Isn’t it remarkable how candid Kimball was about assuming the role of insincere advocate? That jacket is colored red here, but there’s plenty of blue garments similar to this floating around too as progressives have deep misgivings about the policy choices made by Barack Obama over the past forty-something months. For the record — Mr. Kimball hasn’t made good on his promise. He has, however, written several pieces about how President Obama is simply so awful a ham sandwich would be better than him.
Which has pretty much been Mitt Romney’s strategy all along: it’s self-evident to his 47% that a ham sandwich is a better choice, so he’s been running as a ham sandwich. And when you think about it, a ham sandwich usually is pretty bland fare. A slice of ham, some mayonnaise, an unwrapped piece of that tasteless orange film known as “American cheese.” Maybe some lettuce and tomato, likely on spongy white bread. You can do better. You know you can do better. Throw in some turkey and call it a “club sandwich” at least. But no, there’s the ham sandwich at the deli counter anyway and for some reason, people ask for them and eat them anyway.
I sometimes hear people bemoan the absence of a “moderate party.” In fact, these two candidates are pretty much as moderate that their respective parties’ primary processes will generate. As much as we bemoan the extremism and polarization characterizing our national political dialogue, and as much as actual people disagree with one another, what do Obama and Romney really disagree on? Whether we should raise taxes a little bit on some really rich people. Whether we should have one flavor of nationalized health care subsidy or another. Whether we like Israel a whole lot as an ally, or only kind of a lot. Whether we should have good trade relations with China or really good trade relations with China.
Mr. Kimball averred that the country was at a fateful crossroads earlier this year, but it’s just plain not. And I think we all realize this. Yes, there are important policy decisions to be made. But they’ve pretty much been made already, in all but degree and minutae.
Why is there no moderate party? We fool ourselves into thinking there is none. In fact, there are two.

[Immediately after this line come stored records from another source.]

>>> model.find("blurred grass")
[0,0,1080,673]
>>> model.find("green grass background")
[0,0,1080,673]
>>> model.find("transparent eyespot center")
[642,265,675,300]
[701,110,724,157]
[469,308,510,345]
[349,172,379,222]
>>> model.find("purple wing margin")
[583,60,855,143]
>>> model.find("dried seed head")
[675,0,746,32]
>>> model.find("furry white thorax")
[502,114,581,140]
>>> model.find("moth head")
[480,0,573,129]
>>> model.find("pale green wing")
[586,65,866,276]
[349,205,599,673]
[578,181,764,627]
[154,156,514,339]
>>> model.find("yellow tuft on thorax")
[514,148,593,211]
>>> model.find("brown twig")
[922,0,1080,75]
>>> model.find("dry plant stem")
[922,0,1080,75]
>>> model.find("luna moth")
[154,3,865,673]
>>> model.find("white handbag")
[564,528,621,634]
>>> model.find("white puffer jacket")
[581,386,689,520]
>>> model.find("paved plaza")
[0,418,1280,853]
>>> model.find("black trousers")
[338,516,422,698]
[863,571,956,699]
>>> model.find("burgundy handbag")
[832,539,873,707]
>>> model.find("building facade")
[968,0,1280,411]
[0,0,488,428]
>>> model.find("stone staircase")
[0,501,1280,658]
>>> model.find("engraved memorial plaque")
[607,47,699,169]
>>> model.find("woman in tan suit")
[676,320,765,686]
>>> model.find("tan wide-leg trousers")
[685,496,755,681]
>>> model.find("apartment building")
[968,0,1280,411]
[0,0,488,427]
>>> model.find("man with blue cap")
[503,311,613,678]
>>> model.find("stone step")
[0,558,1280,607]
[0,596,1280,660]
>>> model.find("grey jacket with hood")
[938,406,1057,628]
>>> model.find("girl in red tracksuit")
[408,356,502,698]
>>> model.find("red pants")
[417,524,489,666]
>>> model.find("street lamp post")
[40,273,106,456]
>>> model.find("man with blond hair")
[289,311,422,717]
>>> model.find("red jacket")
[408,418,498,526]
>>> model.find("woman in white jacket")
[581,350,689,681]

Why is no one really excited about this election? It doesn’t really seem to matter all that much. That may well be why, as a whole, America seems likely to stick with the boring technocrat that is already there — there’s not really a good enough reason to change, even though the status quo isn’t all that great to begin with. I guess I’ll have another ham sandwich today, please.
One of the things I’ve noticed no one seems to be talking about in the Presidential race is the Supreme Court. Antonin Scalia and Anthony Kennedy are both 76 years old, Ruth Bader Ginsburg is 79. Here is a place where whoever gets elected will have a real impact on things should one of these three die or retire, and that, probably more than anything else, is what will wind up influencing my vote.
And one last thing: where the hell did Paul Ryan go? Where has Joe Biden been? These guys could at least add a little bit of color to the poorly sepia-toned festival of dull that is the 2012 Presidential election.